Mobilisation contre le viol, arme de guerre

Une centaine de délégations sont à Londres pour réfléchir à la lutte contre les violences sexuelles dans les zones de conflit, et notamment au viol, utilisé comme arme de guerre. Quarante-huit ministres des Affaires étrangères sont présents sous la houlette d’Angelina Jolie, ambassadrice de bonne volonté du Haut-commissariat de l'ONU pour les réfugiés et du chef de la diplomatie britannique, William Hague.

 

Sont également conviés ONG, religieux, experts militaires et juridiques, associations humanitaires et membres de la société civile, et surtout, des victimes et des témoins.

Des chiffres circulent afin d’alerter l’opinion mondiale sur cette pratique extrêmement répandue en zone de conflit : selon les Nations unies, 200 000 femmes auraient subi des violences sexuelles en République démocratique du Congo depuis 1998. Elles seraient entre 250 000 et 500 000 victimes de viol au Rwanda en 1994 lors du génocide, elles auraient été près de 60 000 lors du conflit en Sierra Leone, et au moins 20 000 en Bosnie au début des années 90.

Mais ces chiffres ne disent pas grand-chose de la réalité car les estimations sont très approximatives, du fait du silence entourant le plus souvent ce type de violence. Il reste impossible d’évaluer la proportion de personnes ayant subi des agressions sexuelles dans les zones de conflits. Les témoignages sont difficiles à recueillir, notamment en Syrie, et jusque dans les camps de réfugiés, où les victimes restent extrêmement vulnérables.

Le viol, crime contre l’humanité

Pourtant, les violences sexuelles dans les zones de conflits ne sont pas à considérer comme une conséquence inévitable, un dommage collatéral de la guerre, c’est le premier message que souhaitent faire passer les initiateurs de la conférence de Londres. Le viol comme arme de guerre est un crime contre l'humanité, qualifié comme tel depuis 2008 par l'ONU. Et la première façon de lutter, c’est d’écouter les victimes.

Ça me ronge trop. Je voudrais tout simplement que la justice condamne ces hommes-là, ces militaires. Si on ne le fait pas, ils continueront de faire les mêmes erreurs.

Témoignage d'une jeune fille victime de viol en RDC 11/06/2014 – par Léa-Lisa Westerhoff écouter

 

La jeune fille qui a accepté de témoigner au micro de la correspondante de RFI en RDC, a 16 ans. Elle a été agressée une première fois à l’âge de14 ans puis violée à 15 ans par des soldats de l’armée congolaise, à Minova dans le nord Kivu à l’est du Congo. Elle parle de « l’erreur des militaires », un langage pudique pour dire l’horreur vécue par des centaines de milliers de personnes dans la région. Quand ce ne sont pas les militaires, ce sont leurs adversaires qui se livrent à ces violences. Comme on le comprend dans ce témoignage, le viol est souvent tabou et la parole se fait rare.

Rares sont aussi les victimes qui ont accès à une structure médicale sur place où ailleurs. Or, avant de pouvoir témoigner, il faut être soigné. C’est ce que nous explique le docteur Agnès Afnaim, au centre Primo Levi de soin pour les victimes de tortures et crimes politiques : « Il arrive qu'on découvre l'existence de violences sexuelles dans le passé de ces personnes bien des mois après le début de la prise en charge de ces personnes, parce que c'est quelque chose qui suscite, bien plus encore que tout autre type de violences, un très très fort sentiment de honte de la part des victimes. C'est quelque chose de presque indéracinable ce sentiment de honte qui perdure indéfiniment, alors même qu'il n'y a plus de séquelles physiques observables de ces violences passées ». Le docteur Afnaïm suit une centaine de patients.

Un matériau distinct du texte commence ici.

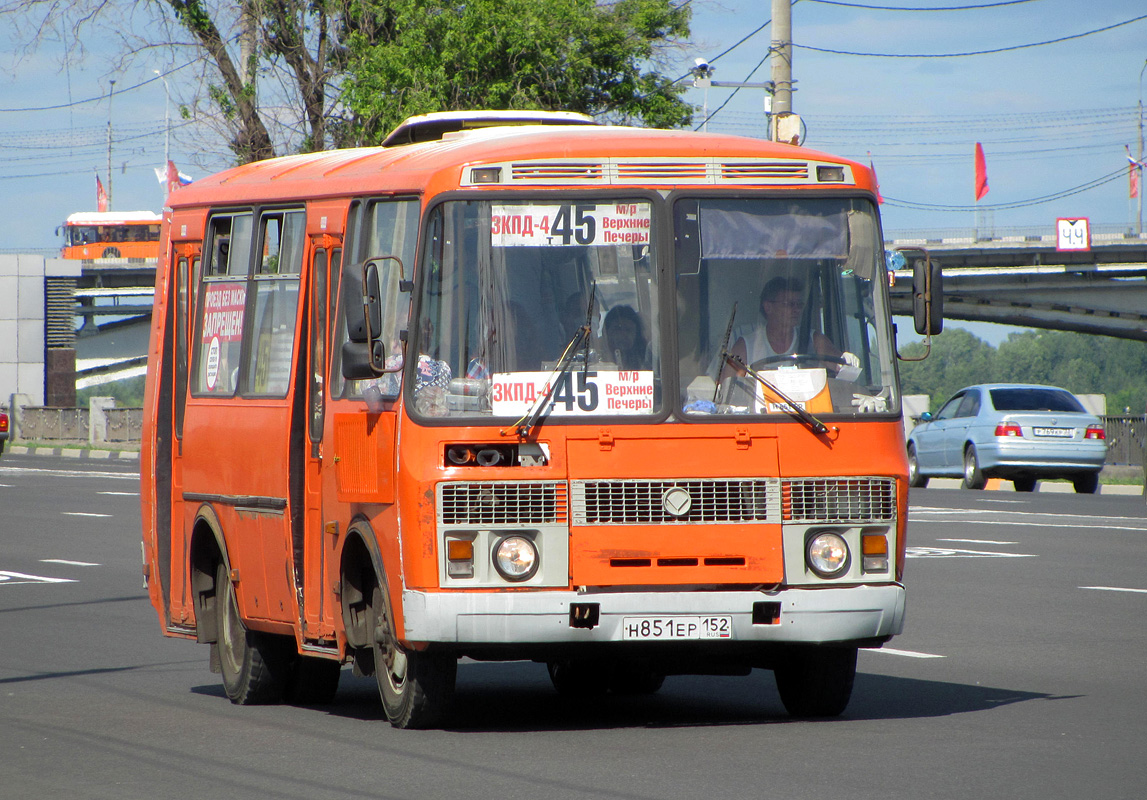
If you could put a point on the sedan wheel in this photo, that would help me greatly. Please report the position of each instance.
(1024, 483)
(973, 478)
(915, 480)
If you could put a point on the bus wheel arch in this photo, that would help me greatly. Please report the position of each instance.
(208, 550)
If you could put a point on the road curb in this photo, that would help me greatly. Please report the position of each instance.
(73, 452)
(1059, 487)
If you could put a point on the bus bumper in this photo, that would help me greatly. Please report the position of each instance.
(805, 615)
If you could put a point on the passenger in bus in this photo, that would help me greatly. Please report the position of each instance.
(781, 308)
(625, 342)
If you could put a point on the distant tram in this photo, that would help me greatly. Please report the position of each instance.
(111, 234)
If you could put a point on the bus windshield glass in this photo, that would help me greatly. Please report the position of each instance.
(779, 301)
(508, 284)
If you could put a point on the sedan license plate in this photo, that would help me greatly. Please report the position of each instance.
(672, 628)
(1060, 433)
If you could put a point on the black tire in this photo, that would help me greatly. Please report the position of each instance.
(578, 678)
(817, 681)
(415, 688)
(254, 665)
(312, 682)
(1086, 483)
(973, 476)
(915, 480)
(1024, 483)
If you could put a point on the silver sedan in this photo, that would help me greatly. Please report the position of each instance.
(1021, 433)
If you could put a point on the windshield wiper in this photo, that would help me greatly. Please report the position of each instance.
(523, 426)
(788, 404)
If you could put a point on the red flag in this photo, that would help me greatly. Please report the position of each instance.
(875, 183)
(101, 196)
(981, 173)
(1133, 169)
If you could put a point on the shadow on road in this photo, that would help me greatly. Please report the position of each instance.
(519, 697)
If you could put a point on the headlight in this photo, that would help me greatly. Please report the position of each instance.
(827, 554)
(516, 558)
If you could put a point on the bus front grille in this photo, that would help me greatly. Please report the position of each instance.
(676, 502)
(839, 499)
(496, 503)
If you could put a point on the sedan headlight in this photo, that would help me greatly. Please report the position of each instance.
(516, 558)
(827, 554)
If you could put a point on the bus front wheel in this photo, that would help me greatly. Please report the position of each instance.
(415, 688)
(254, 665)
(817, 681)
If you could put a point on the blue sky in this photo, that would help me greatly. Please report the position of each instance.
(1052, 118)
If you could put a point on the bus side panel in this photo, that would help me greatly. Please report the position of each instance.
(156, 444)
(242, 447)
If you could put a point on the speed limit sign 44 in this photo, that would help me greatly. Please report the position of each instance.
(1073, 234)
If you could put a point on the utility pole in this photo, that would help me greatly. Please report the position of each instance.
(111, 91)
(786, 125)
(1139, 227)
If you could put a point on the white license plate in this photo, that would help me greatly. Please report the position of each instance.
(661, 628)
(1061, 433)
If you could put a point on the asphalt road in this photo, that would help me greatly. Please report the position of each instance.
(1021, 674)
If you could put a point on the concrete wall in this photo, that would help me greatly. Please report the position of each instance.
(22, 321)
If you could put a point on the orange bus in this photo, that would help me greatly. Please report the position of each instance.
(110, 234)
(622, 402)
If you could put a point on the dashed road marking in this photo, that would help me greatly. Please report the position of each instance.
(907, 653)
(952, 552)
(8, 579)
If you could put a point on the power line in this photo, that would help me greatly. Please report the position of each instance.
(960, 55)
(911, 8)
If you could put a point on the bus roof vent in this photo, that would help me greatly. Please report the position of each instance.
(564, 171)
(757, 171)
(434, 126)
(688, 171)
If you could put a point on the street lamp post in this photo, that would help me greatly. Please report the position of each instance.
(1139, 164)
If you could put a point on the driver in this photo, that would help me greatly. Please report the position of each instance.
(781, 307)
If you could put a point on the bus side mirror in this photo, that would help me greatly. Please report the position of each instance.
(927, 296)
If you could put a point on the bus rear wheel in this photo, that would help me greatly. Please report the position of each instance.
(817, 681)
(254, 665)
(415, 688)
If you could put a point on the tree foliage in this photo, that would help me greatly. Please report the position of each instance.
(415, 56)
(1081, 363)
(286, 76)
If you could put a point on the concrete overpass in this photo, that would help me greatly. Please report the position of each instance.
(1023, 279)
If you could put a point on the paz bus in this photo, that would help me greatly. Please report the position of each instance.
(110, 234)
(486, 391)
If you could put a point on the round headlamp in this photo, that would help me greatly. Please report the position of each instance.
(827, 554)
(516, 558)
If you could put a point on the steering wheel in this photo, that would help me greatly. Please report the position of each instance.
(797, 358)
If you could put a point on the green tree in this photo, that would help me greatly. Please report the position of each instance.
(415, 56)
(958, 358)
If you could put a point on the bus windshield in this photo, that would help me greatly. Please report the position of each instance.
(778, 301)
(790, 289)
(507, 286)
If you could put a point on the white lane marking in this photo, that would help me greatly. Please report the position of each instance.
(8, 579)
(70, 473)
(907, 653)
(977, 541)
(951, 552)
(1055, 525)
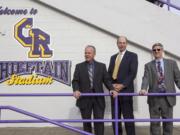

Elle estime que soixante d’entre eux ont subi des violences sexuelles. Elle soigne des Kosovars, des Tchéchènes, des Turcs et des Africains, de Somalie et de la région des grands lacs en Afrique.

Quand la parole se libère

Impossible cependant d’avoir une estimation globale du nombre de victime. Seul fait positif, relate le médecin, c’est que la parole commence à se libérer, y compris chez les victimes masculines, les plus réticentes jusque-là à dévoiler ce qui est vécu comme l’humiliation suprême. « Ce qui a évolué, explique le docteur Afnaïm, c'est la possibilité d'évoquer, de nommer le viol, notamment pour les hommes. Parce que c'est encore plus caché, et peut-être aussi honteux, voire plus encore chez les hommes. Et cela se dit moins chez eux, quelque soit le médecin en face, femme ou homme. »

La parole des victimes est essentielle pour que la justice progresse, mais c’est aussi aux Etats de prendre leurs responsabilités en refusant d’abriter les auteurs et les commanditaires de ces violences et en protégeant les victimes.